Thérèse Johnston is leaving a set of 12 paintings alone for long enough to put them on exhibition at The Old School House Arts Centre (TOSH).
But that doesn’t mean the works are safe from her brush in the future. If any of them come home, that is.
Johnston is one of the TOSH 10 — a group of resident artists at the arts centre in downtown Qualicum Beach. And she’s done plenty of exhibitions before. But each new one is an exciting and nerve-wracking experience for her, she said.
“It’s normal because you’re never completely satisfied,” Johnston said. “There are so many artists in the world and so many good artists, and so many styles that you never stop learning, which is a good thing, because I always want to get better.”

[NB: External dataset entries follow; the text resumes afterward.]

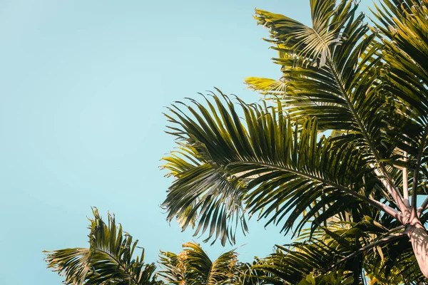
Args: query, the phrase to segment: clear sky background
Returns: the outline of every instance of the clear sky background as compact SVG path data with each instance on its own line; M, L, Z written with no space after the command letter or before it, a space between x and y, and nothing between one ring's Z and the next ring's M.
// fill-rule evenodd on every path
M174 145L162 112L213 86L255 102L243 78L279 77L256 7L309 24L308 0L0 1L0 284L61 284L42 251L86 247L91 206L115 213L147 261L202 242L159 207ZM263 225L238 238L241 260L290 242Z

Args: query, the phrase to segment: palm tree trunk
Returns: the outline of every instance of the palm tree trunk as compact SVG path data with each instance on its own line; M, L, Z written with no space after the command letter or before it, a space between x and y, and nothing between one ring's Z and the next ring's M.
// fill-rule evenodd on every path
M407 226L413 252L424 276L428 278L428 233L419 221Z

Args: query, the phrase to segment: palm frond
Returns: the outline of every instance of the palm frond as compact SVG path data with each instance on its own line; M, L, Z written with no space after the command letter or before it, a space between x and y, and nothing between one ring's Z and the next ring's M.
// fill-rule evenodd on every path
M154 264L145 264L144 249L133 258L138 241L108 215L106 224L96 208L91 222L89 248L73 248L44 252L48 267L65 276L67 284L157 284Z
M355 145L319 140L316 120L290 120L280 103L266 108L238 100L241 120L227 96L213 99L215 105L206 100L209 108L192 101L198 112L185 105L168 115L173 124L170 133L193 160L183 155L178 159L177 152L163 158L164 167L175 178L163 203L168 219L185 217L184 228L194 221L197 233L209 227L209 237L215 232L224 244L231 239L228 223L239 221L244 211L260 212L260 218L269 217L268 224L281 222L287 232L295 221L301 228L320 207L343 197L373 204L365 196L362 179L368 170L367 155ZM315 209L306 212L314 202Z
M212 261L199 244L187 243L178 254L160 252L163 270L159 276L171 284L215 285L235 284L240 270L234 250Z

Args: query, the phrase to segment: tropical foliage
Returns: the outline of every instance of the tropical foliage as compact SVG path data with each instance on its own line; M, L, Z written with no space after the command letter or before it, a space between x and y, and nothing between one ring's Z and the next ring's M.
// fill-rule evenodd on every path
M260 103L216 90L165 113L177 142L163 157L174 177L163 204L168 220L225 245L256 216L295 239L252 264L238 262L234 251L211 261L186 244L181 254L161 252L164 281L400 284L428 277L428 1L381 0L371 20L352 0L310 6L312 26L256 9L282 74L245 80ZM92 223L101 224L96 214ZM131 259L132 238L119 237L111 222L103 227L114 234L91 234L98 237L88 249L53 252L49 266L68 284L158 282L151 264ZM104 236L116 237L115 246Z
M362 282L363 272L387 284L397 274L422 280L428 2L382 1L372 26L354 1L310 4L312 26L256 10L282 71L246 79L262 104L218 90L167 113L178 144L164 157L175 178L168 219L223 244L247 231L246 214L305 237L258 266L282 282L332 269ZM297 261L305 266L290 269Z
M154 264L144 263L144 249L133 258L138 241L116 224L108 215L106 224L98 210L90 219L89 248L73 248L44 252L49 268L65 276L65 284L156 285Z

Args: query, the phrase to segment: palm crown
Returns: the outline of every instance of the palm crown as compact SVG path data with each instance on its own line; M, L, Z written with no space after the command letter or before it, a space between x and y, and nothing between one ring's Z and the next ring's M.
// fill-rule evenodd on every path
M340 214L355 223L367 215L383 229L360 247L408 236L428 276L428 200L417 199L428 177L428 2L383 1L374 27L352 1L310 4L312 27L256 10L282 73L246 79L265 103L233 103L218 90L170 109L179 147L164 157L176 178L168 218L224 244L237 227L247 230L245 213L297 233L308 222L313 233Z

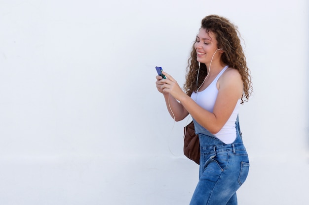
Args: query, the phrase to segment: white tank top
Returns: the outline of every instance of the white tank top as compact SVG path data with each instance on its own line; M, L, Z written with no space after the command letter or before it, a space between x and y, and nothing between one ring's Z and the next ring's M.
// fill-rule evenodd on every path
M193 92L191 95L191 98L195 101L198 105L211 113L213 112L214 107L219 92L217 88L218 79L228 67L229 66L227 65L225 66L206 89L197 92L197 93L196 92ZM240 99L239 99L226 124L220 131L214 135L217 138L226 144L232 143L236 139L235 122L238 113L240 105Z

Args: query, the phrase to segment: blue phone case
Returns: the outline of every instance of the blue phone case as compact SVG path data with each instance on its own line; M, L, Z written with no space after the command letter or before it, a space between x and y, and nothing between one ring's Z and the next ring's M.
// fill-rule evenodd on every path
M161 67L155 66L155 69L156 70L156 72L158 73L158 75L162 76L162 77L164 79L166 79L165 76L162 74L162 71L163 69Z

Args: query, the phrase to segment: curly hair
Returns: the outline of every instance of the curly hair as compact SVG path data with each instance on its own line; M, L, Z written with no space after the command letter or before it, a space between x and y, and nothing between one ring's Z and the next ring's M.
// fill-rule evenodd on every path
M224 52L221 56L221 60L224 63L230 67L238 71L241 76L243 83L243 93L241 98L241 103L249 100L249 97L252 91L252 83L251 81L250 71L247 66L246 58L240 44L240 34L236 27L225 18L216 15L210 15L205 17L201 21L201 29L204 29L206 32L213 33L218 42L218 48L222 49ZM189 96L193 91L196 91L196 78L198 68L198 62L196 60L196 52L194 44L195 39L191 51L191 57L188 60L186 82L184 89ZM200 63L199 76L198 84L201 85L207 75L206 66Z

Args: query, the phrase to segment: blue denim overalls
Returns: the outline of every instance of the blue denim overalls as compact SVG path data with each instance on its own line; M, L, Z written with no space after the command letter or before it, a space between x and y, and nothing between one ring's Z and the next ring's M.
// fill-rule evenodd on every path
M225 144L193 119L200 146L199 181L190 205L236 205L236 190L249 172L249 158L242 143L238 117L236 137Z

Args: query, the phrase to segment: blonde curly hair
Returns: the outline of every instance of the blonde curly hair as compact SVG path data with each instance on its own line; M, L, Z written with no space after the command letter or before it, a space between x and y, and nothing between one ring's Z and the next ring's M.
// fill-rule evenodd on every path
M216 15L210 15L205 17L201 21L201 29L204 29L206 32L211 32L216 36L218 42L218 48L221 48L224 52L221 56L223 63L230 67L238 71L243 83L243 99L247 101L252 91L252 83L251 81L250 71L247 66L246 58L238 34L239 32L237 28L230 21L223 17ZM194 41L191 51L191 57L188 60L186 82L184 85L185 92L189 96L196 91L196 77L198 69L198 62L196 60L196 52L194 48ZM207 75L206 65L200 63L199 76L198 84L200 85Z

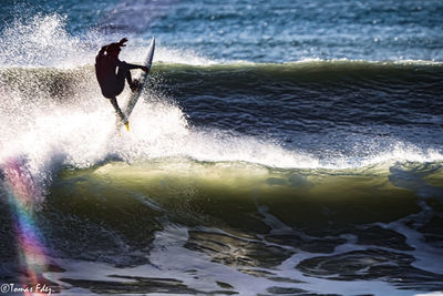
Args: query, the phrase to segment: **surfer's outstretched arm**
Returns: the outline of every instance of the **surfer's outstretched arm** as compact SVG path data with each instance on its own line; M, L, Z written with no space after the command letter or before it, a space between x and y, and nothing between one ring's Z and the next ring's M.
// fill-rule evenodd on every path
M147 72L147 68L144 65L140 65L140 64L133 64L133 63L126 63L127 69L133 70L133 69L141 69L145 72Z

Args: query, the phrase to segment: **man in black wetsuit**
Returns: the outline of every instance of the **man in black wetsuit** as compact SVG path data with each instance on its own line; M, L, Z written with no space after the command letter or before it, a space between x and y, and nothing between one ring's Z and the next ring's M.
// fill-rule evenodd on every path
M136 91L140 86L138 81L133 81L131 78L132 69L142 69L145 72L147 71L146 67L130 64L119 60L121 48L125 47L126 41L127 39L123 38L119 43L104 45L95 57L95 75L100 88L102 89L102 94L104 98L110 99L115 112L125 124L127 123L127 119L120 109L116 96L122 93L125 79L132 91ZM119 71L116 71L117 67Z

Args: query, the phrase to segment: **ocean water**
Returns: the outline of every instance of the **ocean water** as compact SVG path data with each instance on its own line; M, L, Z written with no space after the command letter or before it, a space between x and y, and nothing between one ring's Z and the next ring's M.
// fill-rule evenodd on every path
M0 41L4 295L443 294L442 1L7 0Z

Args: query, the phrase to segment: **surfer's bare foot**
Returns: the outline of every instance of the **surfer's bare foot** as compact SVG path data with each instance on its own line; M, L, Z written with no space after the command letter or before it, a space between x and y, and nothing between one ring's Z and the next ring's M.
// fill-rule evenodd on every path
M132 92L136 92L140 89L140 81L134 79L130 85Z

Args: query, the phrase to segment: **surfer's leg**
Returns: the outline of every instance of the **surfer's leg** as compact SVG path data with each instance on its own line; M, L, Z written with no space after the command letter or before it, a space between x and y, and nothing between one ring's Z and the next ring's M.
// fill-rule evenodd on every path
M122 110L120 109L117 99L114 96L114 98L111 98L110 101L111 101L111 104L114 106L115 112L117 113L120 119L123 121L123 123L126 123L126 116L123 114Z

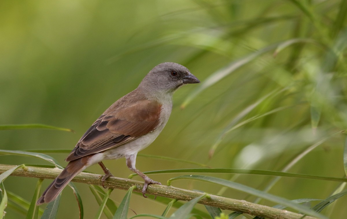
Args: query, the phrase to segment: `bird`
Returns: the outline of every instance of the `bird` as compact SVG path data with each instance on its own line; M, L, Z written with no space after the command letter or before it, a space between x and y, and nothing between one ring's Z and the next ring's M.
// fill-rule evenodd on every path
M166 124L172 109L172 95L178 88L200 81L186 68L174 62L154 67L138 87L112 104L78 141L65 159L66 167L39 199L38 205L54 200L76 175L98 163L105 175L113 176L104 160L125 158L127 166L144 181L144 197L149 184L161 184L136 168L137 152L154 140Z

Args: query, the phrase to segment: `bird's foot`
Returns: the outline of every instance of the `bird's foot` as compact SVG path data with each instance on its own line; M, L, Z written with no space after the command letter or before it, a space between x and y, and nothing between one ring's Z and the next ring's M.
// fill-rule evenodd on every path
M104 176L102 177L102 178L101 178L101 182L102 182L102 187L103 187L104 189L106 189L107 187L104 185L104 183L105 183L105 181L106 180L106 179L108 178L109 176L113 176L113 175L112 175L112 174L111 173L110 170L109 170L108 169L106 169L107 170L104 170L105 172L105 175L104 175Z
M158 185L161 185L161 183L159 182L157 182L156 181L154 181L151 179L150 177L148 177L146 176L144 178L144 180L145 181L145 184L143 185L143 187L142 188L142 195L143 195L143 197L145 198L148 198L148 196L146 196L145 194L146 194L146 190L147 190L147 187L148 187L148 185L149 184L158 184ZM155 196L156 198L156 196ZM155 198L154 198L154 199L155 199Z

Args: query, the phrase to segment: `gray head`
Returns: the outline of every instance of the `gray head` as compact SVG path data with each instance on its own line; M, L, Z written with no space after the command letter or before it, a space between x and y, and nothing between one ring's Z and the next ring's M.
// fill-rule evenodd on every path
M150 88L152 91L173 92L185 84L200 83L187 68L174 62L164 62L150 71L139 87Z

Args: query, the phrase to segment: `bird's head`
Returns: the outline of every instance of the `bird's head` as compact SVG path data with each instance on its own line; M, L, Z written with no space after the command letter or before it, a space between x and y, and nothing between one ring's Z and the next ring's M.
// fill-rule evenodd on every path
M174 62L164 62L153 68L139 87L152 91L173 93L183 85L197 83L200 81L184 66Z

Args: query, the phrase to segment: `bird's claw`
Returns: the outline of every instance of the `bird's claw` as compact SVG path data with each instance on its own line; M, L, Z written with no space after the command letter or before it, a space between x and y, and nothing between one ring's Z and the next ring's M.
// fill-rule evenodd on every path
M108 169L107 170L108 170ZM108 170L108 172L105 172L105 175L104 175L104 176L102 177L102 178L101 178L101 182L102 183L101 185L102 185L102 187L104 189L107 188L107 186L105 186L104 185L104 183L105 183L105 181L106 180L106 179L108 178L109 176L113 176L113 175L112 175L112 174L111 173L110 170Z
M146 194L146 191L147 190L147 187L148 187L148 185L150 184L158 184L158 185L161 185L161 183L159 182L157 182L156 181L154 181L154 180L152 180L149 177L146 176L146 178L145 179L144 179L145 180L145 183L143 185L143 187L142 188L142 195L143 197L145 198L148 198L148 196L146 196L145 194ZM156 198L156 196L154 197L154 199Z

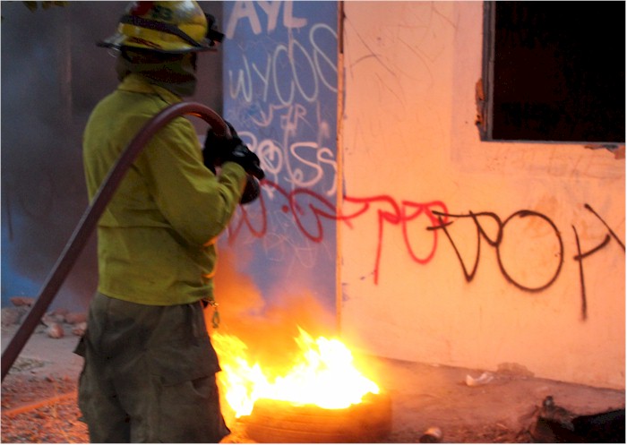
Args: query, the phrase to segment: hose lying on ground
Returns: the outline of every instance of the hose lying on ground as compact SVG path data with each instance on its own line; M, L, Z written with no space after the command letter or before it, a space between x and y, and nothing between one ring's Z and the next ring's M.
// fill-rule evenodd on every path
M204 105L195 102L179 102L161 110L148 121L120 155L116 165L109 170L100 188L83 213L78 226L65 244L61 256L48 275L35 304L17 329L11 342L2 353L2 381L13 365L15 359L32 335L55 295L70 272L76 259L90 239L102 212L108 204L131 164L159 130L173 119L184 115L192 115L207 122L216 134L231 137L230 130L218 113Z

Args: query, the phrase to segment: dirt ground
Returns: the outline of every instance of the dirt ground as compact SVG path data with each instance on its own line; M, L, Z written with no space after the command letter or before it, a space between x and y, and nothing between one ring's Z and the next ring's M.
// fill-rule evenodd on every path
M3 328L3 350L14 328ZM78 338L50 338L36 332L2 383L4 443L85 443L87 428L76 406L82 358L73 354ZM529 428L546 396L579 415L624 408L622 390L597 389L534 378L516 366L468 370L376 359L372 365L392 406L387 443L420 441L438 427L447 443L532 442ZM490 381L469 386L489 372ZM252 442L245 427L229 424L224 441Z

That philosophy might account for her re-examinations of her work, which often result in changes.
“My husband says that until it’s out of the house, it’s not safe, because I keep going back,” said Johnston with a laugh.
“You keep examining it and saying, ‘Oh, maybe I should have done this… I take them down and I just pick at them. They are never safe.”
In fact, just before discussing her work for this article, Johnston was making some changes to one of her works — a piece on birds.
“But it’s not a realistic picture,” she explains. “It’s semi-abstract. And I work with multimedia,” meaning, in this case, that her paintings are acrylic, with gel medium and perhaps some collage elements.
“Years ago I did watercolours and I did oils and all the mediums, but I’ve been doing mixed media now for probably 15, 20 years,” she said.
Her paintings usually have a real subject, like trees, flowers, houses or wildlife, but they serve only as a basis for a semi-abstract piece. Much of what goes on canvas comes from her imagination, she said, sometimes resulting in wholly abstract works.
The key, though, is a balanced composition.
“It’s about balancing the shapes, the colours, more than getting the painting accurate,” she said. “If you look at my paintings, there is a structure to it, there are bones under it.”
Another concern is having a place for a viewer’s eye to be drawn.
Johnston creates her paintings in series, based on subject. This exhibit is mostly houses.
Asked what she wants people to get from her work, she said people often say they like the colours, and that they make them feel happy. “So (my work is) never somber or sad. There is enough sadness in the world.”
Johnston’s exhibit continues to April 29 at TOSH.